DESCRIPTION (provided by applicant): High throughput Electrophysiological Purification Array (HEPA) for cell based therapies Abstract: Patient-specific reprogrammed somatic cells (induced pluripotent stem cells or iPSCs) have raised hope for revolutionary regenerative treatments for heart, lung and blood diseases and drug development applications. For example, these iPS cells can be differentiated into cardiomyocytes and have the capability to regenerate and undergo extensive repair after myocardial infarction. However, the differentiation efficiency is low and differentiated cardiomyocytes are heterogeneous, containing mainly ventricular cardiomyocytes with varying maturation states.
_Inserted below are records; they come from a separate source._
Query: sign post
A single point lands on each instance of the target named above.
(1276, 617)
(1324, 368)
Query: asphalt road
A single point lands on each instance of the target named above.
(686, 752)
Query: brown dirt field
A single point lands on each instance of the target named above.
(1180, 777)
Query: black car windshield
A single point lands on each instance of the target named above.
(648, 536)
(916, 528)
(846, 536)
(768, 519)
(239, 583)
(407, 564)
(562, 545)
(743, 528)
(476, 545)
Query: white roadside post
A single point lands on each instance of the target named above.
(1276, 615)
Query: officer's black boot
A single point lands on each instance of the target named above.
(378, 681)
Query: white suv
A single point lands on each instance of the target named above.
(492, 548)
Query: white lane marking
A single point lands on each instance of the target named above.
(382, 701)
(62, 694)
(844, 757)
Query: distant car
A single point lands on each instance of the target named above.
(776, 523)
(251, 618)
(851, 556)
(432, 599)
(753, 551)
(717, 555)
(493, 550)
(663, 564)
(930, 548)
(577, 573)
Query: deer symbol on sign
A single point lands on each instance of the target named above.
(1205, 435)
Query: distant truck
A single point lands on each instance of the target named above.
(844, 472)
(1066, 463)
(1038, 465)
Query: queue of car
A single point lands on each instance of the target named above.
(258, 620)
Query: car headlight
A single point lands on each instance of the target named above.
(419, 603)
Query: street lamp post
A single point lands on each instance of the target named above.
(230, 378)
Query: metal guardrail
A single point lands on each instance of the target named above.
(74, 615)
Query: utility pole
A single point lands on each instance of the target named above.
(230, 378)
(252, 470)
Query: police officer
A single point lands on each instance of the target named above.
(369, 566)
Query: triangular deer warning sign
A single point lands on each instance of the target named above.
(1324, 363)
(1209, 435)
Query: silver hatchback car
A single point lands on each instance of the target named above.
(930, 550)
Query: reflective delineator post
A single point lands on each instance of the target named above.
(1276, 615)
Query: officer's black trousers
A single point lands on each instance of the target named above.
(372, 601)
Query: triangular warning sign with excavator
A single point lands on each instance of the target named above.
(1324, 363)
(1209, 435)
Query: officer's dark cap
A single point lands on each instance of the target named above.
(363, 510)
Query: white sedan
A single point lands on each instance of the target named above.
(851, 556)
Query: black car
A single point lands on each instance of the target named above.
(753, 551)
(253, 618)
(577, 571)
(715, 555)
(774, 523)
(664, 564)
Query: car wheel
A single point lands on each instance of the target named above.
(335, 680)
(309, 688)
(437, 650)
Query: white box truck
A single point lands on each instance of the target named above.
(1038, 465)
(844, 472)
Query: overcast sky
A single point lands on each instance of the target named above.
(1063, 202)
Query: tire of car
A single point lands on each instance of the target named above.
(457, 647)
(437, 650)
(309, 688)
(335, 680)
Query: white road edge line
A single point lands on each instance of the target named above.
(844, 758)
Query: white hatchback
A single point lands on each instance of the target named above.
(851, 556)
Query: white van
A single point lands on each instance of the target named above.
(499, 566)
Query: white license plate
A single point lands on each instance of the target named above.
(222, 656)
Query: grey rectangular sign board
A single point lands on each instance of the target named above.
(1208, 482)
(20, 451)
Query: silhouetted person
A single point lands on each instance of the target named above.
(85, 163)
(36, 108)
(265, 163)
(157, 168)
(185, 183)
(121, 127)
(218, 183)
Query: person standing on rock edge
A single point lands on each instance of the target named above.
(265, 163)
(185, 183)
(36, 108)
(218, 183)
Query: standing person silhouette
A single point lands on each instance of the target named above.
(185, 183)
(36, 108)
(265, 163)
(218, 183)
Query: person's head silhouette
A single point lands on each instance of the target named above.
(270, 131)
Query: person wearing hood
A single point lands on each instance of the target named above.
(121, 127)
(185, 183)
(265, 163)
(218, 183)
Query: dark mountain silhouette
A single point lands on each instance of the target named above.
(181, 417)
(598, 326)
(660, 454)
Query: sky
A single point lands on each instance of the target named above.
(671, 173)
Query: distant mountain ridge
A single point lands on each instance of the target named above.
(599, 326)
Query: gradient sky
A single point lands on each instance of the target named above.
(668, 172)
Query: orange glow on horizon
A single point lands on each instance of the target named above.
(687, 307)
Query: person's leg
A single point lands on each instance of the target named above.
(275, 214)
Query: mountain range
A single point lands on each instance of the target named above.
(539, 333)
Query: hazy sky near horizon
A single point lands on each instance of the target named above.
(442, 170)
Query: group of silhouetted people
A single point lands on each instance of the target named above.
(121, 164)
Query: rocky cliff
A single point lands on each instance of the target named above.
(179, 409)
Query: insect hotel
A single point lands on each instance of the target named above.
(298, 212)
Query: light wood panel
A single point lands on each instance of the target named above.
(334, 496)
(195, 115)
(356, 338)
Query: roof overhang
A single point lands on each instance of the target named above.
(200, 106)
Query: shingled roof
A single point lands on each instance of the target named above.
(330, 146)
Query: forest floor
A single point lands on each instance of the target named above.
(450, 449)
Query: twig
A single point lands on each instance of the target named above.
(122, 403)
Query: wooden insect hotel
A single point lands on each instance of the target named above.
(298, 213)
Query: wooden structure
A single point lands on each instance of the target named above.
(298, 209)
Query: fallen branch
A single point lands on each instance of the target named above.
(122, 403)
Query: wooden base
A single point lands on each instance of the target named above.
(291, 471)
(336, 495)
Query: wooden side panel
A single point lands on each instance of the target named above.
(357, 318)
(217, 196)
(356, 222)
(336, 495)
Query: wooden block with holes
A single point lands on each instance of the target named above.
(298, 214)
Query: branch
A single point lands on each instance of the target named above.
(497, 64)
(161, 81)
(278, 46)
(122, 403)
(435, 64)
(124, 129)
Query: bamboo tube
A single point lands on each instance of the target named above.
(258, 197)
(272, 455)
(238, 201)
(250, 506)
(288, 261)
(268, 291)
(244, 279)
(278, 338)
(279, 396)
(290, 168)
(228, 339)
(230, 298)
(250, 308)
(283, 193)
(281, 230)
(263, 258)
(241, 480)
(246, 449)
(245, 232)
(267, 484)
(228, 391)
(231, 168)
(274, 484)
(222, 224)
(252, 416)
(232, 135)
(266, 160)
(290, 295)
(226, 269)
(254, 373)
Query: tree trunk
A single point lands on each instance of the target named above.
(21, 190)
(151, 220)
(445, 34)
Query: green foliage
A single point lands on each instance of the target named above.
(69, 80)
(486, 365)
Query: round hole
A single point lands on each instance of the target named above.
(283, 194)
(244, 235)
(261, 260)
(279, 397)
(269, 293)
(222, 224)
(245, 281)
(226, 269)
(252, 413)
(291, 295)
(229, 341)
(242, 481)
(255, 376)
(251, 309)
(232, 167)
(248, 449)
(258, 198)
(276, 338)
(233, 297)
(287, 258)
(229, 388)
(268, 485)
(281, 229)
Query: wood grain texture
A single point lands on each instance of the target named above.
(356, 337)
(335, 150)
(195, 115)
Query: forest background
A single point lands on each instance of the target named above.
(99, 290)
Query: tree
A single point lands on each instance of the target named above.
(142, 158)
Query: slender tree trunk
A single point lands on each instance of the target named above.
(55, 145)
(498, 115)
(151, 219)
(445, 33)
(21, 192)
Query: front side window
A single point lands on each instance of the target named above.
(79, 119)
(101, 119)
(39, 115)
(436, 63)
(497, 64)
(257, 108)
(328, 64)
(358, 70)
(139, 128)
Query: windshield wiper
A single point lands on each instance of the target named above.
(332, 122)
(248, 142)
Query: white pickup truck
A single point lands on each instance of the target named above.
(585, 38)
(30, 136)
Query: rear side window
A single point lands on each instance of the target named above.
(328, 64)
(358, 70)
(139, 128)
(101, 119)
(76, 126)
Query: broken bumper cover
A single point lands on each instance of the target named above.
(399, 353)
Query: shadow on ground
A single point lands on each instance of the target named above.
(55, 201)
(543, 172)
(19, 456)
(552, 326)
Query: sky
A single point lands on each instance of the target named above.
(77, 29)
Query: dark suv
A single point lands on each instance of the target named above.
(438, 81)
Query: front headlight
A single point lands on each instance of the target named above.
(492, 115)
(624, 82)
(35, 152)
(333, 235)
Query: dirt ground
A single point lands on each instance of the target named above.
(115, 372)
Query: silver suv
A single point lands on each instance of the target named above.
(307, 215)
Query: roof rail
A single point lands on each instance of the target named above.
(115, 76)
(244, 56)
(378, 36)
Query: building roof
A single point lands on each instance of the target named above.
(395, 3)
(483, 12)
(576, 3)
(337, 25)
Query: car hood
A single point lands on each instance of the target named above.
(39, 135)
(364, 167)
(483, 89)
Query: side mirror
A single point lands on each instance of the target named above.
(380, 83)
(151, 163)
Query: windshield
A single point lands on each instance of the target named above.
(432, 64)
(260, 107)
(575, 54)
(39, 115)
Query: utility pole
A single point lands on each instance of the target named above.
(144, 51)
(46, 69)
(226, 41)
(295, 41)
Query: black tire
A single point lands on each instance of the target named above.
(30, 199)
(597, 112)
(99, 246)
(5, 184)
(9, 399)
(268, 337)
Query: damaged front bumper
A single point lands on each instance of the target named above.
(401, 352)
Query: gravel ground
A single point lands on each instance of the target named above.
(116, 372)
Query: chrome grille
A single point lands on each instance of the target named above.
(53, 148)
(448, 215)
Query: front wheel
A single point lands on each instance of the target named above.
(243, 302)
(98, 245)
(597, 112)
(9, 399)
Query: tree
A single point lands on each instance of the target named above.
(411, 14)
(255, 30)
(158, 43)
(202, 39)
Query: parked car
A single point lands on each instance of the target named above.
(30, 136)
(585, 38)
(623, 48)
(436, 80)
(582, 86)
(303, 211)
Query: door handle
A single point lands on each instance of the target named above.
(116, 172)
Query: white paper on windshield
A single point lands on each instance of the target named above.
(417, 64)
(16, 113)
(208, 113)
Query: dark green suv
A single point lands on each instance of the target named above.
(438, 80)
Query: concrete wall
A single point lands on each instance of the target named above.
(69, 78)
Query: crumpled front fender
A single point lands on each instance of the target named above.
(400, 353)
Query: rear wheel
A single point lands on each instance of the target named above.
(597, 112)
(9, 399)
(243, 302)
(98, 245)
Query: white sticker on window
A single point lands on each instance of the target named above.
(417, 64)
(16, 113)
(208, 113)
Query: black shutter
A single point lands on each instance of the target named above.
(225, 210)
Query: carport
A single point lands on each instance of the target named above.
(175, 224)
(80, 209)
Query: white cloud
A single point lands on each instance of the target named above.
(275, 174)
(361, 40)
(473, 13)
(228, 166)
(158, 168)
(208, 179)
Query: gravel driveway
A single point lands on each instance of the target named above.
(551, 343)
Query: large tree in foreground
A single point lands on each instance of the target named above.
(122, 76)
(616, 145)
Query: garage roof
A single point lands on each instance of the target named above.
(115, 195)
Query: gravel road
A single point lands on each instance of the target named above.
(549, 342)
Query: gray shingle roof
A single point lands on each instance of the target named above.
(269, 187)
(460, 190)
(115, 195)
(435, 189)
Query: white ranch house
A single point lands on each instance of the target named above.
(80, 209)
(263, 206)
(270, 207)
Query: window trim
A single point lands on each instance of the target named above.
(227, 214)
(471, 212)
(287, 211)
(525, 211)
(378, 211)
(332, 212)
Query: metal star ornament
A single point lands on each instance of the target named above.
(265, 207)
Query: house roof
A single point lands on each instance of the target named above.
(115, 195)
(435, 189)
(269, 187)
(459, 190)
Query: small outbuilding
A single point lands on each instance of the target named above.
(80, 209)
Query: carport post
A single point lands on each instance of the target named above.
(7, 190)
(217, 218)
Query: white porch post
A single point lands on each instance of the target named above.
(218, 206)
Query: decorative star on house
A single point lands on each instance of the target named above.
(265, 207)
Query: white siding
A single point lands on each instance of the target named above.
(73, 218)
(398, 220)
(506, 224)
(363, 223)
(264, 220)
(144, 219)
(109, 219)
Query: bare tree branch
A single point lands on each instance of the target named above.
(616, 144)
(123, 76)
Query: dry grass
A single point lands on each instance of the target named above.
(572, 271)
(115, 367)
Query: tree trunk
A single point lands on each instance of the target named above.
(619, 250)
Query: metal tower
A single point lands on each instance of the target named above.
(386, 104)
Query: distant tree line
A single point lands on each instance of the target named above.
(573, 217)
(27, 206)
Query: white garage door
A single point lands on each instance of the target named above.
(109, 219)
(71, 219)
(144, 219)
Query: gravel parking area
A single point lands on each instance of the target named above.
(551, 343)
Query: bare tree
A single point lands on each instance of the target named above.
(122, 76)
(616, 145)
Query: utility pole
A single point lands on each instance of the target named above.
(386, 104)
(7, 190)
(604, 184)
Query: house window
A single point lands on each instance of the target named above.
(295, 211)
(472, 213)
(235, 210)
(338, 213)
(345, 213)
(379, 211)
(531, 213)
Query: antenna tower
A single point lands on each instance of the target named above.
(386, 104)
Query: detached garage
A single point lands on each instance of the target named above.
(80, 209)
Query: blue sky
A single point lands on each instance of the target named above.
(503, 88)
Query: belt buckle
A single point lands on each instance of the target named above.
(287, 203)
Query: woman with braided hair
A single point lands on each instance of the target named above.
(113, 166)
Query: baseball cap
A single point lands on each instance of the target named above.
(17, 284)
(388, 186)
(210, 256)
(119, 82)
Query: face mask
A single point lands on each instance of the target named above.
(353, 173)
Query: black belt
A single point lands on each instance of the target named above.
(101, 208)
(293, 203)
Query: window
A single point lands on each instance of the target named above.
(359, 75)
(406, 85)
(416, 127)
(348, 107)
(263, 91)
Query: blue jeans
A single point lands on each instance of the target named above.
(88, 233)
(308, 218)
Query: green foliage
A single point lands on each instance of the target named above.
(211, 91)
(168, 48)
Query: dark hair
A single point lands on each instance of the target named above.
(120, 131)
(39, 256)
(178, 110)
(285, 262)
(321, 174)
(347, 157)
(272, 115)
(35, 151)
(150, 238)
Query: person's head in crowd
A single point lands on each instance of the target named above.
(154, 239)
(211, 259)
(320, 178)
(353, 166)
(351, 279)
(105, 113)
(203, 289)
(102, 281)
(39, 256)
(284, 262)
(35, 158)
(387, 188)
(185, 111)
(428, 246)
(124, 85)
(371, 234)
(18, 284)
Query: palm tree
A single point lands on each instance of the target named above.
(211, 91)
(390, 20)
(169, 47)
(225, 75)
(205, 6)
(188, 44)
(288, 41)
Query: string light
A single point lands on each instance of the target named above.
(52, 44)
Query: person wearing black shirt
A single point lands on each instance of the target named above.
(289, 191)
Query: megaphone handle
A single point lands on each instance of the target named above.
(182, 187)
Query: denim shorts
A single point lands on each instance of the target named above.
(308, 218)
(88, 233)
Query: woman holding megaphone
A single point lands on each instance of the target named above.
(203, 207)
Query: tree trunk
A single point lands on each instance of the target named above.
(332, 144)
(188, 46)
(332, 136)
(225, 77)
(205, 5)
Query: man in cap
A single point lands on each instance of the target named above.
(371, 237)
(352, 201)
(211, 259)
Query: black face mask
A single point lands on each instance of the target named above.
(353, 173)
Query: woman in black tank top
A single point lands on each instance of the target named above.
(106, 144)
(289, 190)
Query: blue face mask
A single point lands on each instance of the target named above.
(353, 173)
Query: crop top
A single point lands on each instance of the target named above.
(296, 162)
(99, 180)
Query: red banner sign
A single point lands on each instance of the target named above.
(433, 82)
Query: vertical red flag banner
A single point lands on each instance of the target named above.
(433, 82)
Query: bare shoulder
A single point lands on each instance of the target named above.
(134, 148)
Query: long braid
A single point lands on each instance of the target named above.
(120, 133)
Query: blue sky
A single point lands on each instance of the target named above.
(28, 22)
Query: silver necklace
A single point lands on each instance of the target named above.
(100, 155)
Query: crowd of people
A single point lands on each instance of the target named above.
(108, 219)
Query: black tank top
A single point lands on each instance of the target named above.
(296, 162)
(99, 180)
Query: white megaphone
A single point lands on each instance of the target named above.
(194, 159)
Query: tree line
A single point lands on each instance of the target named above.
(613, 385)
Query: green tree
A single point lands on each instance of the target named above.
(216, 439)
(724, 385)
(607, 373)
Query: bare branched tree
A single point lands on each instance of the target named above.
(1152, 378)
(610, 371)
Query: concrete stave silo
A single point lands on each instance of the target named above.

Since these iPSCs differentiate in vitro into a mixture of different lineages, purification of the differentiated cells, as well as their separatio from tumor-forming progenitors, is essential. But establishment of effective separation methods to isolate differentiated cells and exclude cells that lead to teratoma formation is the major challenge in translating advances in stem cell biology into tissue replacement therapies. Conventional separation techniques, such as microscope-assisted manual isolation is time consuming whereas fluorescence-activated cell sorting, and magnetic-activated cell sorting, require intensive labor, exogenous labeling or genetic modification and, as such, are not readily adaptable to clinical applications. To address these issues, therefore, Biopico Systems teams with the University of California, Irvine to develop High throughput Electrophysiological Purification Array (HEPA) system for label-free cell sorting of induced pluripotent stem cells and their differentiated progeny based on their response to electrical stimulation. This Phase I effort will provide the foundation for deriving patient specific cells for potential clinical use in phaseII with a goal of obtaining 100% specificity at high viability, high throughput and a capacity to sort multiple cell phenotypes for therapeutic applications. In order to demonstrate the feasibility of the proposed platform, we will combine the technologies of flow- based field potential sensing in an electrode array with high speed signal processing and high throughput cell sorting to rapidly detect, identify, and sort millions of specific cells that will allow the successful translation of advances in stem cell biology into therapies for cardiac diseases.